The Game Boy. You should’ve been on this blog years ago.
Or maybe it’s that Final Fantasy XV is taking awhile to be completed, so I’m reviewing another retro game in the meantime. Take your pick.
Anyway, when Nintendo decided to expand its empire into the realm of handheld gaming, the pack-in (remember when a console came with a game free of charge) was actually not a Mario game but Tetris. However, Super Mario Land was still an important release for the Game Boy’s first year on the market simply by association with the Mario franchise. Alas, it doesn’t begin to hold up today. Even factoring in the release date and what handheld gaming was like back then, it’s very bland.
Plot: 4 out of 10
This is the rare post-Donkey Kong game in this franchise for the leading female to not be Princess Peach but Daisy, the (what else) Princess of a country called Sarasaland (I often mistook it for “Sarasalad” as a child, which would’ve been a lot funnier). An alien named Tatanga kidnaps Daisy and hypnotizes all the people of Sarasalad. Mario arrives to save the day!
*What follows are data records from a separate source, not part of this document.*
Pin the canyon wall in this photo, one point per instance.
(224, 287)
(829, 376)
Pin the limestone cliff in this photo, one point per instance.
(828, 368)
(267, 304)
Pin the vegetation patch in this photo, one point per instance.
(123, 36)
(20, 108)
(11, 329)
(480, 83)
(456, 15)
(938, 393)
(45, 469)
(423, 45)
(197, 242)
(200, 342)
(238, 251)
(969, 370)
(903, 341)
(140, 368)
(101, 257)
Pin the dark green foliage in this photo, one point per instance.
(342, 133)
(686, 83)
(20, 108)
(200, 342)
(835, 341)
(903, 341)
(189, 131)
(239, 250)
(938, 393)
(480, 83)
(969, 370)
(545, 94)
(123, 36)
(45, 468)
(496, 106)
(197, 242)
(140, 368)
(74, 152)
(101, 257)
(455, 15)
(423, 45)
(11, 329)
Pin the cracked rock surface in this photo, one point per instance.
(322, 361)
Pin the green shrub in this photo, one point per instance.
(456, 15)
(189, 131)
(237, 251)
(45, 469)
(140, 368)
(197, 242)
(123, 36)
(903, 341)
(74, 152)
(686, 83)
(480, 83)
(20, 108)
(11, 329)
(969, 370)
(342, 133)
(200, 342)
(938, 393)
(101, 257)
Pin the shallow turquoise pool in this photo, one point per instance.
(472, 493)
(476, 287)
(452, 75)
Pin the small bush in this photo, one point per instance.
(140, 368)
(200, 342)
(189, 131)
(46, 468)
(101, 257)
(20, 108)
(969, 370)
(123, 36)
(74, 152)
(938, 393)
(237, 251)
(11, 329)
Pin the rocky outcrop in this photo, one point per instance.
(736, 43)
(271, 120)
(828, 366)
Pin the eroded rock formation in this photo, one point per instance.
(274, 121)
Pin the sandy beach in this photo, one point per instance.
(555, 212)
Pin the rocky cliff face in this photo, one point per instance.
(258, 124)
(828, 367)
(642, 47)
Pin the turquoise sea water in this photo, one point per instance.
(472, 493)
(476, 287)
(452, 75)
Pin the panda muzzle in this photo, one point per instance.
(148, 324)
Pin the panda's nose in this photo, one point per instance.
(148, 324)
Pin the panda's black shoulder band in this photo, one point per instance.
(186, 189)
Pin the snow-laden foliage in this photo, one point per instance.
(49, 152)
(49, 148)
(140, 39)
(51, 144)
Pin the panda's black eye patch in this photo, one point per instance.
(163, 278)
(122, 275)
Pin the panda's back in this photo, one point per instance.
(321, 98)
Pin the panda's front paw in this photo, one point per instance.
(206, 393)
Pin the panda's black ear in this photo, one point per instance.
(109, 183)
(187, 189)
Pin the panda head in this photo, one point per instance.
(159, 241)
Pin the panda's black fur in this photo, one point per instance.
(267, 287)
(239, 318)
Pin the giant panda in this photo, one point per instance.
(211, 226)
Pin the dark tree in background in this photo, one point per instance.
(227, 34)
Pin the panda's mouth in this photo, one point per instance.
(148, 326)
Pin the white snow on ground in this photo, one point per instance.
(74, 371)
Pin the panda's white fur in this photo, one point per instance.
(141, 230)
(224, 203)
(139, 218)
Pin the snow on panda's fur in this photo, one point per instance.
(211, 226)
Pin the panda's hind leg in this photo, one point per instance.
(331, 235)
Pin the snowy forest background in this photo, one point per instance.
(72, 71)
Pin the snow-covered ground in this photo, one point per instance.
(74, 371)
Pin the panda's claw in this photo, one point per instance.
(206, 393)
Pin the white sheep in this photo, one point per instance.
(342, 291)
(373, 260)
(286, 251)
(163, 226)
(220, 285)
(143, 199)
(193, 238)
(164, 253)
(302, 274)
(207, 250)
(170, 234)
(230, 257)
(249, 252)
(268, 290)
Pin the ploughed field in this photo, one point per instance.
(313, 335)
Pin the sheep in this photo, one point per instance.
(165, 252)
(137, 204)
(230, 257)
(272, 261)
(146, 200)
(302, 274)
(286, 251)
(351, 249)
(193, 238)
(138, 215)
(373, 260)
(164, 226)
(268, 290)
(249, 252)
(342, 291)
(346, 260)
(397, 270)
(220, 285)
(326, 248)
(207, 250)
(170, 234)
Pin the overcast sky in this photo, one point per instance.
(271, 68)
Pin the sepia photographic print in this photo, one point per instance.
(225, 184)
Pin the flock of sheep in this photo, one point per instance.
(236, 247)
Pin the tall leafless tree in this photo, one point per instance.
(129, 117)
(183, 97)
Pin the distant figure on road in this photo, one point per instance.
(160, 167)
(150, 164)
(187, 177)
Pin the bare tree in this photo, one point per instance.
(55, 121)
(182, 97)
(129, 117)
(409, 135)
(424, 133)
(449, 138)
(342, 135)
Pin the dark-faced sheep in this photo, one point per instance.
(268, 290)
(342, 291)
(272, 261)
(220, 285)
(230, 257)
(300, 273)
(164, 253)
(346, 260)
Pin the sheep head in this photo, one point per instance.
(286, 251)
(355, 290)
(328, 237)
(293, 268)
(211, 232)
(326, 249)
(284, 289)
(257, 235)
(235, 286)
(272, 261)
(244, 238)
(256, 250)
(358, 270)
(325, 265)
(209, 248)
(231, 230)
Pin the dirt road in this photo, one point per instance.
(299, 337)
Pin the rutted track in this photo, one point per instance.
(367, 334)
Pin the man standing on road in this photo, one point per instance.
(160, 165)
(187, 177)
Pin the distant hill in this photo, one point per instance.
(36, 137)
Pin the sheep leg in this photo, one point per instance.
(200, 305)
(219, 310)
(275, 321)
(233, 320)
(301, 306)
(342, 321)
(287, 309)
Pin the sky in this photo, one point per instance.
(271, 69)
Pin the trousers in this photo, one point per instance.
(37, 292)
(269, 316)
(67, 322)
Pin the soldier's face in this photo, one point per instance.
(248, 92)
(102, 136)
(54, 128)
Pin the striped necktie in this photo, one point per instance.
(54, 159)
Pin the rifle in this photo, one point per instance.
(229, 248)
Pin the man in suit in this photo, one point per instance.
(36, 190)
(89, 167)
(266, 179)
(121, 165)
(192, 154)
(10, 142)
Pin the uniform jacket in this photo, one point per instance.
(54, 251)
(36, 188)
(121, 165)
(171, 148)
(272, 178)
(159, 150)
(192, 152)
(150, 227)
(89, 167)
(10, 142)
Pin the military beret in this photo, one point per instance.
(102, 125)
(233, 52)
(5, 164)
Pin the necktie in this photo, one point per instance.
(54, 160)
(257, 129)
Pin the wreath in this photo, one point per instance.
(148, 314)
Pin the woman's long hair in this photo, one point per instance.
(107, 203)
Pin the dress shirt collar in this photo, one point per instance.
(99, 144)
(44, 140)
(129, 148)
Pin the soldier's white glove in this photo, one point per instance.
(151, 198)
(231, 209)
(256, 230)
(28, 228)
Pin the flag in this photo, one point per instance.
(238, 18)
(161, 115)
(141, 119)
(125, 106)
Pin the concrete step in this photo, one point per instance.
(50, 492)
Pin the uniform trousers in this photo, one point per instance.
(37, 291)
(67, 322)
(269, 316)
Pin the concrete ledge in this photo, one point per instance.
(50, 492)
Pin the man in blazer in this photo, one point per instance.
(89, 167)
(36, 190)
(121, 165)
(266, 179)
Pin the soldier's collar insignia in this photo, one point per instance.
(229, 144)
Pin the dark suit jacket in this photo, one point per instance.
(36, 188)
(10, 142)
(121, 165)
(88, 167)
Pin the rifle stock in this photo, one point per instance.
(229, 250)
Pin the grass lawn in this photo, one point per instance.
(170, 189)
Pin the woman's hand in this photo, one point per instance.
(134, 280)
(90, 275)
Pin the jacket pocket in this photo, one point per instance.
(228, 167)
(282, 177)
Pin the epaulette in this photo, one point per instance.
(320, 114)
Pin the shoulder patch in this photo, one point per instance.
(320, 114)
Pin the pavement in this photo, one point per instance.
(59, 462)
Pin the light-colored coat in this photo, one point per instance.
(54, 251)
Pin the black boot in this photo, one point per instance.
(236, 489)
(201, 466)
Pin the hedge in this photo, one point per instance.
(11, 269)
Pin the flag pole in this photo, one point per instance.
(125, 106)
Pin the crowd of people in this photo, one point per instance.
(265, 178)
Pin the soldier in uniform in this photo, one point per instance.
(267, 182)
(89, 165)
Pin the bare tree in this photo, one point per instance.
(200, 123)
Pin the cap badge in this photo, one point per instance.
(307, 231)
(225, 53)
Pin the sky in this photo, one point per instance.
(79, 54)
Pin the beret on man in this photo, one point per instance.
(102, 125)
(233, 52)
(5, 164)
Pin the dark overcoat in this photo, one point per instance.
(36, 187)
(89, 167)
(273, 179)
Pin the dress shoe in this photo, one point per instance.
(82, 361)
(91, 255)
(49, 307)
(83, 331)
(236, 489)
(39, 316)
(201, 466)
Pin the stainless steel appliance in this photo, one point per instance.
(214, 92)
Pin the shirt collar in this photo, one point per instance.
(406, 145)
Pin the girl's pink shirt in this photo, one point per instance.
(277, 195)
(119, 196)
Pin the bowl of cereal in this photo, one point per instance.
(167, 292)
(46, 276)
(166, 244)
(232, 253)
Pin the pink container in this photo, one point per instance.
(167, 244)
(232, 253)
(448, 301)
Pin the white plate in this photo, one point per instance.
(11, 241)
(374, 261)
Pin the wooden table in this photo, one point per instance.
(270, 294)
So basically, it’s the same story, but with a different supporting cast. So… what was the point of these new people? It should be noted that Daisy has only appeared in spin-offs since and Tatanga has never shown up again, period.
Graphics: 5 out of 10
I get it. This was an early game boy game. That’s a system that couldn’t do colors and is said to have been lambasted by the consumer magazines because of the lack of color compared to the competing Atari Lynx and later, the Sega Game Gear. Just ignore that the Game Boy’s much longer battery life enabled it to overwhelm all competitors despite a lack of power.
There’s still no excuse for the poor shades of black in white on some characters leaving them looking less authentic. Not everything is drawn badly, though. It’s a mixed bag.
Sound: 6 out of 10
Mostly pedestrian, unmemorable music and sounds. The bosses do yelp out authentic squeals of pain when they are hit, though. That’s pretty impressive for this system.
Gameplay: 4 out of 10
Actually, the gameplay isn’t literally below average. The classic Super Mario Bros. controls and types of levels are recreated here. Some of the enemies are different and in place of the fireballs is a Super Ball, which is unfortunately a bit harder to use effectively. But the big issue is that this style of play is for a game that went out of date very quickly. Floaty jumps that don’t allow much control once your well above ground did not exactly have a long shelf life, for instance. Neither did disallowing backtracking.
You might think switching to the scrolling shooter genre for a couple levels would be worth a 5, but you’d be wrong. This was a pretty pedestrian, dying genre even in 1989.
Challenge: 5 out of 10
The difficulty isn’t particularly low or unbalanced, but the game lasts only half as long as the original SMB. This pads the point I’ve been making that this is a very dumbed-down version of another game. Say what you will. The new Super Mario Run on your phone is longer and more unique despite disappointing some, and it costs a fraction of what SML originally did.
Overall: 4 out of 10
If a handheld Mario game comparable in any way to Super Mario Land (the far superior sequel is another story) were to come out now, it would be hated! But in 1989, when short, wire-framey, quick to “burn out” Tiger handhelds, were the standard of the on-the-go video game experience, SML was good enough. Today, though, it’s just not fun to play. It’s not bad, it’s just lifeless, boring, and definitely not “Super!”